Licences were not available to “anyone found guilty within the last 10 years of cruelty or harm to animals, personal violence, damage to property, unlawful entry into land or is not a fit and proper person to hold the licence” and licence holders had to adhere to a code of conduct, she said.
“I personally have seen the damage that feral animals can do when growing up on a farm,” she said in a statement. “Our prize breeding animal was mauled and killed by a wild pig.
“The Minister for the Environment will determine when, where and how volunteer pest control is conducted in the national parks estate . . . [and] what can be culled. There are fines of up to $3300 per offence and up to $220,000 for killing a threatened species.”
The government has come under fire from local Labor members, who said said Mr O’Farrell had broken a pre-election promise not to turn national parks into hunting reserves
“Prior to the 2011 election Barry O’Farrell promised to protect our national parks from hunters, but now he is turning our protected conservation areas into hunting reserves,” Blue Mountains Labor spokesperson Trish Doyle said in a statement. “He categorically stated that the generators, poles and wires would not be privatised.

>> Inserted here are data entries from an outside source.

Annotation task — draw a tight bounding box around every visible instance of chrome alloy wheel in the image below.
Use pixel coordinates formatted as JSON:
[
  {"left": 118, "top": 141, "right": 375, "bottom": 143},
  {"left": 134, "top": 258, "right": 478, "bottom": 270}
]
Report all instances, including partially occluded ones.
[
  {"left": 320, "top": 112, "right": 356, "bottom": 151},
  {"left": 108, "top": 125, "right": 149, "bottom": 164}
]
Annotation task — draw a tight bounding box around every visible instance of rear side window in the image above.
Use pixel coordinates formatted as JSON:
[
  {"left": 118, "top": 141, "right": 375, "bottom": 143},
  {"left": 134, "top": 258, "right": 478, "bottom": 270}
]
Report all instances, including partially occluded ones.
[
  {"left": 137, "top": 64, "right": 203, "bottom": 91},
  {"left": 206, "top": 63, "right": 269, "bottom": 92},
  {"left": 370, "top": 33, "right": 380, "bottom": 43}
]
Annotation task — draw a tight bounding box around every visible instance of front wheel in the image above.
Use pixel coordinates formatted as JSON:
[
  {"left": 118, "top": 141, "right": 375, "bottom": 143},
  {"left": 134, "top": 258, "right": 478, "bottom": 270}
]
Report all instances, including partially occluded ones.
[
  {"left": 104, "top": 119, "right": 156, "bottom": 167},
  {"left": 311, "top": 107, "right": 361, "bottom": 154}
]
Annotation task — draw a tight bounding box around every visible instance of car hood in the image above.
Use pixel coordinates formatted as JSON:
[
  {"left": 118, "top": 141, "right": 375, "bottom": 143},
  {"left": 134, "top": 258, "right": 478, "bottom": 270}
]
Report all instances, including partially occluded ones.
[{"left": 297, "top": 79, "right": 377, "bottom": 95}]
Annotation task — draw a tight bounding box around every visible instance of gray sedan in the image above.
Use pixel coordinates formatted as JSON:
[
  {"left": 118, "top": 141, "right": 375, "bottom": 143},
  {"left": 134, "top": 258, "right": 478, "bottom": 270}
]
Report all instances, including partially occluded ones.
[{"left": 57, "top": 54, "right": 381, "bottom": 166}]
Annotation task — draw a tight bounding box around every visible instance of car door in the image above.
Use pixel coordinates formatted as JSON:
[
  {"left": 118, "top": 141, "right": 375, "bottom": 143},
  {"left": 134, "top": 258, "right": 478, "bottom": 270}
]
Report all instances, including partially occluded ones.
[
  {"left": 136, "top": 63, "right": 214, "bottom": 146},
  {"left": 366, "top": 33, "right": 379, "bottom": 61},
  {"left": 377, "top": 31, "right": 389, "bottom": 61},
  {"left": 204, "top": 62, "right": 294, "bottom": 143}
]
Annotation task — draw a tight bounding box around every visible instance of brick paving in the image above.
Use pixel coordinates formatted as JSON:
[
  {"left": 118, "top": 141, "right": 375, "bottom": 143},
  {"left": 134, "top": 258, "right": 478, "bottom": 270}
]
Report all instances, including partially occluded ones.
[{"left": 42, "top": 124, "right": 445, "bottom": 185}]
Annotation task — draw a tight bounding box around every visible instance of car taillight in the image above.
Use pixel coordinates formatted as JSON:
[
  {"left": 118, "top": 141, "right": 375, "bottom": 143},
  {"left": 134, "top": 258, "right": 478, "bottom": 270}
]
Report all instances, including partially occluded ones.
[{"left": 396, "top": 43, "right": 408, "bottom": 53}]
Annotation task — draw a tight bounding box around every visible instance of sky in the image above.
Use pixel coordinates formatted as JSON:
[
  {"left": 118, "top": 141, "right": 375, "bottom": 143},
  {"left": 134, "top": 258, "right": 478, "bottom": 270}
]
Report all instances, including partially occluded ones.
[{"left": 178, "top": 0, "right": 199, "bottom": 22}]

“He has grossly misled the public.”
NSW Upper House deputy Labor leader Adam Searle said Premier Barry O’Farrell was “fencing with words” over the issue.
“Although the government says it will not be done [in the Blue Mountains] does not make it right to be done anywhere,” he told the Gazette. “The government has not revealed how this will be enforced or policed and how it will be done without risks to safety.
“Certainly we could be next.
“What we don’t know is what else is part of the arrangement with the Shooters and Fishers Party. Given how important electricity was to the government, I don’t think the shooters would have extracted just this one commitment.”
Blue Mountains Conservation Society members have been urged to express “strong opposition” to the policy by contacting both the premier and Mrs Sage, and a protest was held outside a community cabinet meeting in Bathurst on Monday.
The NSW Public Service Association, representing park rangers, has asked its members to withhold information and expert advice from Environment Minister Robyn Parker, labelling recreational shooting of pest animals in National Parks an “unproven, untested, expensive and unsafe activity”.